Open leonardo-m opened 2 years ago
fun... cc @rust-lang/wg-const-eval
while there are fixes for this (an attribute on the trait decl), none are great at present.
I think for now, const trait impls must impl that method, even if that is annoying
I am confused. What is even causing the error? Eq
has no methods...
... oh, it does:
pub trait Eq: PartialEq<Self> {
// this method is used solely by #[deriving] to assert
// that every component of a type implements #[deriving]
// itself, the current deriving infrastructure means doing this
// assertion without using a method on this trait is nearly
// impossible.
//
// This should never be implemented by hand.
#[doc(hidden)]
#[no_coverage] // rust-lang/rust#84605
#[inline]
#[stable(feature = "rust1", since = "1.0.0")]

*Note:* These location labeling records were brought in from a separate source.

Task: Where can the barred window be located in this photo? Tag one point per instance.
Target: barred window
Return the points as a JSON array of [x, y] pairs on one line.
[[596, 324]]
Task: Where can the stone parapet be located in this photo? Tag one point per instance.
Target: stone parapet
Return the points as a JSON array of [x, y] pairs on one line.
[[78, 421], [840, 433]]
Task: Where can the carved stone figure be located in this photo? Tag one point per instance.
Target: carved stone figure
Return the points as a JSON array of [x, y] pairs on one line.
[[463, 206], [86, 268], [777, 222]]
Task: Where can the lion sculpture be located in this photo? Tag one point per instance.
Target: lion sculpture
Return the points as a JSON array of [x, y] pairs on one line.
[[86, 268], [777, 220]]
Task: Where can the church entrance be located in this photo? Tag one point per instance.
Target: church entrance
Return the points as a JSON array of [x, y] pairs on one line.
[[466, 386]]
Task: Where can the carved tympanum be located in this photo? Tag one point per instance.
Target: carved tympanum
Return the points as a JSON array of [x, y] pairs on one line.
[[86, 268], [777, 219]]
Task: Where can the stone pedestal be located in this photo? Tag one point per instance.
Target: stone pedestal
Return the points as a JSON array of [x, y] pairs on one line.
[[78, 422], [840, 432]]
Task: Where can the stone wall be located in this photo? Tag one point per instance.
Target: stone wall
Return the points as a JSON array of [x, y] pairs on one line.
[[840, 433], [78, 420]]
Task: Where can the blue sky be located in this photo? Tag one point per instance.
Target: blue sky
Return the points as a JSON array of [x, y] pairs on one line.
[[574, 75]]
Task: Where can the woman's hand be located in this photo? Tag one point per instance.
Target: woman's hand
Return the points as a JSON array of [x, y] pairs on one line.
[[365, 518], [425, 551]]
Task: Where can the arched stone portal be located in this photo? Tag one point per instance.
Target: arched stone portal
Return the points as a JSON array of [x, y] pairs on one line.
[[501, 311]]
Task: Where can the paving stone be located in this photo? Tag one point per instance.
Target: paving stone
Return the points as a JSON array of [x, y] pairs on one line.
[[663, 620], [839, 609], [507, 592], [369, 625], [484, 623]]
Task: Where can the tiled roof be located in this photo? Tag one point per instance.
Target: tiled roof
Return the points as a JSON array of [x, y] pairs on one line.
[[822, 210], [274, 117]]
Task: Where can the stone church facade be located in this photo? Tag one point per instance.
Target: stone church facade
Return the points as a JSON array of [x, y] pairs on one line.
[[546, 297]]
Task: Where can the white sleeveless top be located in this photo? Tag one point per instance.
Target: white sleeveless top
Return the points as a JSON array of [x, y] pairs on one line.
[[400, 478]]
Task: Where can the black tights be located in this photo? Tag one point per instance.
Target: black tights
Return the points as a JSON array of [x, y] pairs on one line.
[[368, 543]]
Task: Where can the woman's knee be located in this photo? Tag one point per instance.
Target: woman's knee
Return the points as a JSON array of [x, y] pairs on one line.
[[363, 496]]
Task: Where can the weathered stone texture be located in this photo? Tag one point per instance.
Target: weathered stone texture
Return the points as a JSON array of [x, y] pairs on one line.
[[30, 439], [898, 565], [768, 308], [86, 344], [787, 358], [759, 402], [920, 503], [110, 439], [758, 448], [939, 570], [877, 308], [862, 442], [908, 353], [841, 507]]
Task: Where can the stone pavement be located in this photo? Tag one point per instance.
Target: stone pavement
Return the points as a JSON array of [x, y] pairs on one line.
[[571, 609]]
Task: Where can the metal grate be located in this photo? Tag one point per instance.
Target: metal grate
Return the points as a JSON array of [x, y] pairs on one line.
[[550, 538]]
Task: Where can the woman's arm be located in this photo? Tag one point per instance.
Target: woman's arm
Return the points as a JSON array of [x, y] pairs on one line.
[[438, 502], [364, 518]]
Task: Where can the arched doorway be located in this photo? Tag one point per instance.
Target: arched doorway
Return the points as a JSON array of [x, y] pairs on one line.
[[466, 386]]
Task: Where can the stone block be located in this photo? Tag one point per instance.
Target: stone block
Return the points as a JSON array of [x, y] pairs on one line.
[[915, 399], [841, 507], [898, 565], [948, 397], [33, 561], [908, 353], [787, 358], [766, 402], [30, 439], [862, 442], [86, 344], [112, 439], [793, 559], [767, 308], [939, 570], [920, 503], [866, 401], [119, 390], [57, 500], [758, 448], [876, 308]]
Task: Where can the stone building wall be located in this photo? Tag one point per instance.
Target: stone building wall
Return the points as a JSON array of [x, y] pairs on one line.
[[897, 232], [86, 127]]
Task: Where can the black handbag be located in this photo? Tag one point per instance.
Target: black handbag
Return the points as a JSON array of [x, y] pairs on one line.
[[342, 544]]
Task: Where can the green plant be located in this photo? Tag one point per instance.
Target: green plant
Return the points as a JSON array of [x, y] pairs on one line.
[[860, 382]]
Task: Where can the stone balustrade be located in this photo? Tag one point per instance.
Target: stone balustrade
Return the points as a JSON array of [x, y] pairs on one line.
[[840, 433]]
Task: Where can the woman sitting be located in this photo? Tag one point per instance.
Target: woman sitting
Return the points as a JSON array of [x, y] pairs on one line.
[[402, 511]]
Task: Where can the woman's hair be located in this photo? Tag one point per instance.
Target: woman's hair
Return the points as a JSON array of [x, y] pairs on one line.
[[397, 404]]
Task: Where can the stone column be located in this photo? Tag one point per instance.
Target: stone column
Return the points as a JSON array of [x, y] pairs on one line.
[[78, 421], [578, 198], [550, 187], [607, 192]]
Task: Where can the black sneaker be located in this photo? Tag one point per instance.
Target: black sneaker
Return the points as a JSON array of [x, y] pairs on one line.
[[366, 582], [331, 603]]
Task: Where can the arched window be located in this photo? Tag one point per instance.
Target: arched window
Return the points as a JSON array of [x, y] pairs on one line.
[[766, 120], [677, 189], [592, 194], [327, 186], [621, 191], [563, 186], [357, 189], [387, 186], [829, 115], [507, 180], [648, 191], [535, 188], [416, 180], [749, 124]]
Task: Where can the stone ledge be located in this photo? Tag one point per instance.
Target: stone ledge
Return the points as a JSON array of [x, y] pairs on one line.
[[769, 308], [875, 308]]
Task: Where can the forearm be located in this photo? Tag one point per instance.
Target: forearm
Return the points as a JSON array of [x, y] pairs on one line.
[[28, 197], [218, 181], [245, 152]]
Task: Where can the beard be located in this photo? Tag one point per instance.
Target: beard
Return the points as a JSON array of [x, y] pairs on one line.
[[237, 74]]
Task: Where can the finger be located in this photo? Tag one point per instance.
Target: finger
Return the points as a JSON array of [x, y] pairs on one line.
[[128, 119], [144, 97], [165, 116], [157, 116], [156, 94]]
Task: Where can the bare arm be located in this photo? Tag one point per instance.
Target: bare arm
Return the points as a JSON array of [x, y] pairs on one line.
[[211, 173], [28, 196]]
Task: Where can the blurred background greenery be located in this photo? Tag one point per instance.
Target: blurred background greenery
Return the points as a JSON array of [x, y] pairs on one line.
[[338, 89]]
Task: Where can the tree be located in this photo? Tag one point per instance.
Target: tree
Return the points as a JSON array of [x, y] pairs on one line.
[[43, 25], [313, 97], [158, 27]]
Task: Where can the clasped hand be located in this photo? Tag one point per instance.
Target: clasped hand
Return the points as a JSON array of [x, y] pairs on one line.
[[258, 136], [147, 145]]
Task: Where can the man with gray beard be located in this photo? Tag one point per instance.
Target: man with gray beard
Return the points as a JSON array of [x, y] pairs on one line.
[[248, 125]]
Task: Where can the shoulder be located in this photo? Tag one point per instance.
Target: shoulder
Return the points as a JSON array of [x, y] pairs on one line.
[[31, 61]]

fn assert_receiver_is_total_eq(&self) {}
}
So making that a const fn
is not enough?
(I can't even parse that comment, what does it mean for a type to "implement #[deriving]"? Do they mean "implement Eq"? Also isn't the attribute called "derive" -- was is "#[deriving]"?)
You can't make default methods const fn. Well, you can, there is a horribly hacky attribute that we definitely don't want to use in libcore yet.
If I try to use == among an user-defined struct in a const function, it seems I have to implement PartialEq::eq and PartialEq::ne, and Eq. But when I try to implement Eq it gives this error:
That isn't documented. The stdlib comment says "This should never be implemented by hand.". What's the solution for this situation?